Risque pour la vie privée

Déployés depuis 2015 par Enedis (ex-ERDF), les compteurs d’électricité dits «intelligents» équipent aujourd’hui plus de 8 millions de foyers – ils devraient être 35 millions d’ici 2021. La généralisation des compteurs connectés, prévue par une directive européenne, est d’ailleurs tout sauf consensuelle : plusieurs centaines de communes ont déjà tenté de s’opposer à l’installation de Linky sur leur territoire. Les opposants font notamment valoir les risques sanitaires liés aux ondes électromagnétiques – non avérés à ce jour – et les enjeux de protection de la vie privée : Linky relève en effet la consommation électrique journalière, mais aussi, potentiellement, la consommation heure par heure, et même par demi-heure. Des données «fines» qui, estime la Cnil, peuvent en dire long sur ce qui se passe dans les foyers : «heures de lever et de coucher, périodes d’absence ou nombre d’occupants du logement», par exemple.
En 2012, la Cnil avait donc publié une recommandation pour encadrer la collecte de ces données. Par défaut, seule la consommation journalière est transmise en continu au gestionnaire du réseau d’électricité, Enedis. Le relevé horaire ou à la demi-heure, lui, nécessite l’accord préalable de l’usager. Et dans tous les cas, le consentement de ce dernier est nécessaire pour toute transmission de ces informations à un autre acteur qu’Enedis, qu’il s’agisse du fournisseur d’électricité – qui ne disposait avant Linky que de la consommation mensuelle des foyers, nécessaire à la facturation – ou d’un acteur commercial.

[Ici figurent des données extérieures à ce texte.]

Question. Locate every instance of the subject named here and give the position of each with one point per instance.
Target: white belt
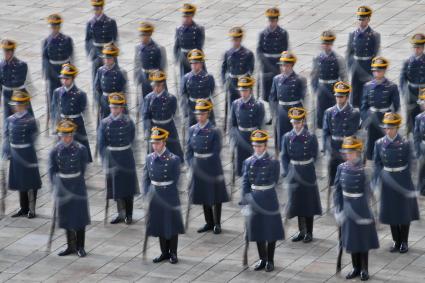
(362, 58)
(286, 103)
(118, 148)
(416, 85)
(203, 155)
(99, 44)
(194, 99)
(262, 188)
(161, 184)
(352, 195)
(69, 176)
(247, 129)
(24, 145)
(162, 122)
(382, 110)
(395, 169)
(337, 138)
(59, 62)
(305, 162)
(73, 116)
(272, 55)
(13, 88)
(327, 81)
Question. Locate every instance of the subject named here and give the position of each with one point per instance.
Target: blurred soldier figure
(419, 139)
(263, 220)
(100, 30)
(328, 68)
(57, 49)
(19, 135)
(247, 115)
(272, 41)
(116, 134)
(109, 78)
(70, 102)
(352, 211)
(67, 165)
(288, 90)
(339, 121)
(188, 36)
(149, 57)
(412, 78)
(363, 45)
(299, 152)
(161, 174)
(238, 62)
(203, 156)
(399, 205)
(14, 75)
(197, 84)
(159, 110)
(380, 95)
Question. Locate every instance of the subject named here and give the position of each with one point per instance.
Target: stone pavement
(114, 251)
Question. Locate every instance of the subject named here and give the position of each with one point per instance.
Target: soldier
(399, 206)
(328, 68)
(109, 78)
(14, 75)
(70, 102)
(288, 90)
(161, 174)
(363, 45)
(247, 115)
(197, 84)
(115, 136)
(299, 152)
(67, 165)
(57, 49)
(339, 121)
(412, 78)
(238, 62)
(263, 219)
(149, 57)
(188, 36)
(159, 110)
(19, 135)
(380, 95)
(272, 41)
(419, 140)
(208, 187)
(100, 30)
(352, 212)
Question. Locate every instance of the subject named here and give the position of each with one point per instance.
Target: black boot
(217, 218)
(404, 238)
(270, 256)
(71, 245)
(395, 232)
(309, 227)
(355, 258)
(301, 230)
(208, 213)
(81, 238)
(129, 211)
(262, 253)
(164, 251)
(172, 245)
(364, 273)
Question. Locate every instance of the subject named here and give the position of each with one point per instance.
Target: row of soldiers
(259, 172)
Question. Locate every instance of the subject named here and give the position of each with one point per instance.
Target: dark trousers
(27, 201)
(212, 214)
(266, 250)
(169, 246)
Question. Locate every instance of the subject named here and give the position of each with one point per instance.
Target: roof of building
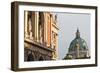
(78, 40)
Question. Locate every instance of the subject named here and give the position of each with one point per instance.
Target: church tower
(78, 48)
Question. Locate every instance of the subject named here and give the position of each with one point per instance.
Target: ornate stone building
(78, 48)
(40, 36)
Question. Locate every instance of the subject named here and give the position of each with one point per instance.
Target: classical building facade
(78, 48)
(40, 36)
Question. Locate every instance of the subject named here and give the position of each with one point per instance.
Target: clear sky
(68, 24)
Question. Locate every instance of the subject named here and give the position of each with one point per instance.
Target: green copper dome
(78, 40)
(78, 48)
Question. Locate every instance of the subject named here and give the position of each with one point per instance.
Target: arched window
(30, 57)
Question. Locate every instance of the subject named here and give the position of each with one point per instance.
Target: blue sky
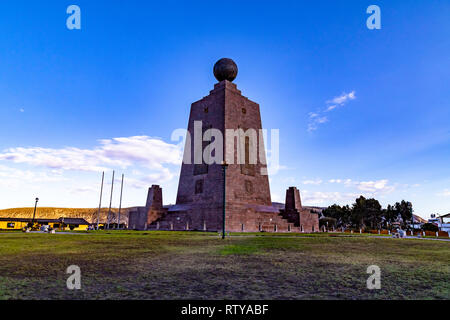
(108, 96)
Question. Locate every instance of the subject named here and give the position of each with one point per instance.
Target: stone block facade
(200, 197)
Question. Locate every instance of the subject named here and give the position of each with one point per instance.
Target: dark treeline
(368, 214)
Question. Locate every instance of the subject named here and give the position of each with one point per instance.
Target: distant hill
(89, 214)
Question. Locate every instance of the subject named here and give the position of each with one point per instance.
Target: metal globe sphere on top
(225, 69)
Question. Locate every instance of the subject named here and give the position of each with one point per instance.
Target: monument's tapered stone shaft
(200, 202)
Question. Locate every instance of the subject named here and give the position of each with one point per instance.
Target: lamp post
(224, 167)
(34, 212)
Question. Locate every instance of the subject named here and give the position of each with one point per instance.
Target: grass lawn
(180, 265)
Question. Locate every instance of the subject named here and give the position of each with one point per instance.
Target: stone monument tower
(201, 187)
(232, 123)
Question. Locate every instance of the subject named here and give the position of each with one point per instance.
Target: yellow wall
(17, 225)
(20, 225)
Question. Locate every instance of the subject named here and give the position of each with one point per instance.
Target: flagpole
(110, 201)
(100, 205)
(120, 205)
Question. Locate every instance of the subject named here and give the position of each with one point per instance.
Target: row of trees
(368, 213)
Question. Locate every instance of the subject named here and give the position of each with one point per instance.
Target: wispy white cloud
(148, 152)
(315, 182)
(374, 187)
(444, 193)
(342, 99)
(317, 118)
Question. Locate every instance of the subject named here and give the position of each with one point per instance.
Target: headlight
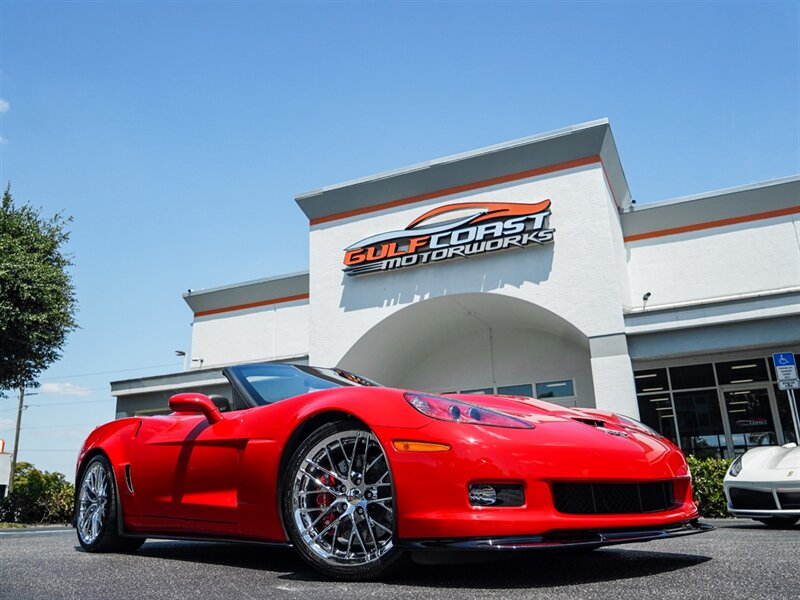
(635, 425)
(447, 409)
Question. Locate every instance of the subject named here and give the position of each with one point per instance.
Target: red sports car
(355, 475)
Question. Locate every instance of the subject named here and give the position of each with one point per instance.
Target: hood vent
(590, 421)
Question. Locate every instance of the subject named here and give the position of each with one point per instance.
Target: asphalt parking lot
(740, 559)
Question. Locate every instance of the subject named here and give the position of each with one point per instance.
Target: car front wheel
(96, 510)
(338, 503)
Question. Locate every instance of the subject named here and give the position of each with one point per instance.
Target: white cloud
(63, 389)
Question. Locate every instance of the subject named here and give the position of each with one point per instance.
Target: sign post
(786, 370)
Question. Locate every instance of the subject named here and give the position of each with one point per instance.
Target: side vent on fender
(128, 478)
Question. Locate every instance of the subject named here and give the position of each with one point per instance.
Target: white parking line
(37, 532)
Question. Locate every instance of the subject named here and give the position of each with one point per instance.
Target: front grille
(751, 499)
(789, 500)
(612, 498)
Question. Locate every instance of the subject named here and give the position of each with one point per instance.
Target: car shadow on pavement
(229, 554)
(551, 570)
(529, 571)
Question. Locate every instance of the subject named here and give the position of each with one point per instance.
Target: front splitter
(555, 540)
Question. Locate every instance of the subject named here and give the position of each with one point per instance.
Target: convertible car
(354, 475)
(764, 484)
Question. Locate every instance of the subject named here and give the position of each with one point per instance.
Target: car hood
(772, 458)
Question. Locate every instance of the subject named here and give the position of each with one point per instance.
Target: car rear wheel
(338, 503)
(96, 510)
(779, 522)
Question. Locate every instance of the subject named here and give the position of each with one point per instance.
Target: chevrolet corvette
(764, 484)
(354, 475)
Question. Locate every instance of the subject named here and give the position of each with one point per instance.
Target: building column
(612, 375)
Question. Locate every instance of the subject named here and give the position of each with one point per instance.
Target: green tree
(37, 298)
(38, 497)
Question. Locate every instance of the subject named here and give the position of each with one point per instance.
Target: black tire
(351, 508)
(103, 533)
(779, 522)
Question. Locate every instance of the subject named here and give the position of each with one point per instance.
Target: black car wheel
(96, 510)
(338, 503)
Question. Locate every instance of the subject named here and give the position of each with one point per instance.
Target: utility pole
(16, 439)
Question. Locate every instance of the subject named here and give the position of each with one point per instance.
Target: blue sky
(177, 134)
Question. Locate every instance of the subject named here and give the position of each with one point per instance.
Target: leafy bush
(707, 476)
(38, 497)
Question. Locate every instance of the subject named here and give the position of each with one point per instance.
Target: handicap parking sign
(785, 366)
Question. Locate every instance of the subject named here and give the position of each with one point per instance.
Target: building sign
(457, 230)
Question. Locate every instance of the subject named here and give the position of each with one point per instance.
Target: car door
(185, 469)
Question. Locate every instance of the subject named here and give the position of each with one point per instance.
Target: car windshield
(269, 383)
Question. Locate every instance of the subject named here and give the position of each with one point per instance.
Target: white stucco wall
(264, 333)
(576, 277)
(580, 277)
(520, 356)
(714, 263)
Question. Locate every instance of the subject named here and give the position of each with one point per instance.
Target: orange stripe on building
(216, 311)
(782, 212)
(458, 189)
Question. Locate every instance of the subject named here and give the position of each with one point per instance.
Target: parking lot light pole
(16, 440)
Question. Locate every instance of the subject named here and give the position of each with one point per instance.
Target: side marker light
(411, 446)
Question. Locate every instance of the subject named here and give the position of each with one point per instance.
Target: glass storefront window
(742, 371)
(750, 419)
(555, 389)
(526, 389)
(771, 366)
(692, 376)
(656, 411)
(700, 423)
(651, 380)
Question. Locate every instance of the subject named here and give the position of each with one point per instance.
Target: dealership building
(526, 268)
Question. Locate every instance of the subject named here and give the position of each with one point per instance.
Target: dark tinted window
(555, 389)
(651, 380)
(526, 389)
(742, 371)
(700, 423)
(692, 376)
(656, 412)
(268, 383)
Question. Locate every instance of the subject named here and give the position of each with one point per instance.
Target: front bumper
(572, 539)
(432, 488)
(762, 498)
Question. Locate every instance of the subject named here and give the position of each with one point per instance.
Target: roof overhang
(582, 144)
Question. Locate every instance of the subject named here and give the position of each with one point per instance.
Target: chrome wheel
(341, 501)
(93, 503)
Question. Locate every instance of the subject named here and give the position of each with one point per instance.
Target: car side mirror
(221, 402)
(195, 403)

«Plusieurs centaines de milliers» de clients concernés

Or en la matière, Direct Energie a pris plus que ses aises. L’entreprise informe certes ses clients qu’elle recueille via Enedis leur consommation journalière… mais sans leur demander leur accord. Et si elle le fait pour le recueil des données de consommation «détaillées» – sans d’ailleurs préciser que c’est par demi-heure – c’est d’une manière telle que, pour la Cnil, le consentement obtenu «ne peut être considéré comme libre, éclairé et spécifique». Les clients donnent en effet, via le même formulaire, leur accord à la pose du compteur Linky par Enedis et à la transmission de leur consommation détaillée à Direct Energie : la collecte de données «fines», juge la commission, est ainsi présentée par le fournisseur d’électricité «comme le corollaire de l’activation du compteur», alors qu’il n’en est rien – elle est facultative, quand la pose de Linky est, elle, obligatoire, et ne dépend pas du même acteur. En prime, Direct Energie présente ce recueil de données comme nécessaire pour «assurer une facturation au plus juste». Sauf que l’entreprise «ne propose pas d’offres basées sur la consommation horaire», relève le gendarme des données personnelles… Autrement dit, la collecte est à la fois clairement hors des clous de la loi informatique et libertés, et injustifiée.
Au vu du nombre de clients concernés – «plusieurs centaines de milliers» en février – la Cnil a décidé de rendre publique sa mise en demeure pour «sensibiliser les personnes quant à leurs droits et leur capacité de maîtrise sur leurs données de consommation énergétique». Le fournisseur d’électricité a trois mois pour corriger le tir, mais en tout état de cause, l’épisode a de quoi donner du grain à moudre aux contempteurs des très bavards compteurs «intelligents».